DataFrame type instability - Unneccesary memory allocation

I am running Julia 1.1, here is my Code

using BenchmarkTools
using DataFrames

df = DataFrame(rand(10_000_000, 10));
Threads.nthreads()

function singlethread(df)
    N = nrow(df)
    M = ncol(df)

    cumsum = 0.0
    for i in 1:N
        for j in 1:M
            cumsum += df[j][i]
        end
    end
    return cumsum
end

function multithread(df)
    N = nrow(df)
    M = ncol(df)

    cumsum = Threads.Atomic{Float64}(0.0)
    Threads.@threads for j in 1:M
        for i in 1:N
            Threads.atomic_add!(cumsum, df[j][i])
        end
    end
    return cumsum[]
end

@btime singlethread(df)
@btime multithread(df)

My Result:

Threads.nthreads()
4

@btime singlethread(df)
3.898 s (299994891 allocations: 4.47 GiB)

@btime multithread(df)
5.845 s (143212953 allocations: 2.10 GiB)

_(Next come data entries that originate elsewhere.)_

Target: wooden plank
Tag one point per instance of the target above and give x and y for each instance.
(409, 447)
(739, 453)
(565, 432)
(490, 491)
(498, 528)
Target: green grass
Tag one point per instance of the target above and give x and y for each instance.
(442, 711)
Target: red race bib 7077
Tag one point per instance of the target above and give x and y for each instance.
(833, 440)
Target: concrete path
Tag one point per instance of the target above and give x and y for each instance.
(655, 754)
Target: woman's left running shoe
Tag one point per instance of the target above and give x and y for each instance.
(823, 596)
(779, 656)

There are unnecessary memory allocation, because of I did “df[j][i]” right?
If my function has to read the df using a format of df[j][i] or df[i, j],
e.g. my function has to read the data one by one, row by row, column by column, to perform some operations, then how can i avoid type instability?

Below, I convert everything in a 2D array, then I have almost 0 memory allocation which is good!

using BenchmarkTools
arr = rand(10_000_000, 10);
Threads.nthreads()

function singlethread(arr)
    N, M = size(arr)


    cumsum = 0.0
    for i in 1:N
        for j in 1:M
            cumsum += arr[i, j]
        end
    end
    return cumsum
end

function multithread(arr)
    N, M = size(arr)

    cumsum = Threads.Atomic{Float64}(0.0)
    Threads.@threads for j in 1:M
        for i in 1:N
            Threads.atomic_add!(cumsum, arr[i, j])
        end
    end
    return cumsum[]
end

@btime singlethread(arr)
@btime multithread(arr)

The solution is to pass column vectors to the function as a tuple or named tuple (e.g. using singlethread(tuple(eachcol(df, false)...))) so that it will be specialized on the particular types. If all columns have the same types, you can also pass a vector of columns to avoid specializing on the number of columns (but be careful that it’s concretely typed).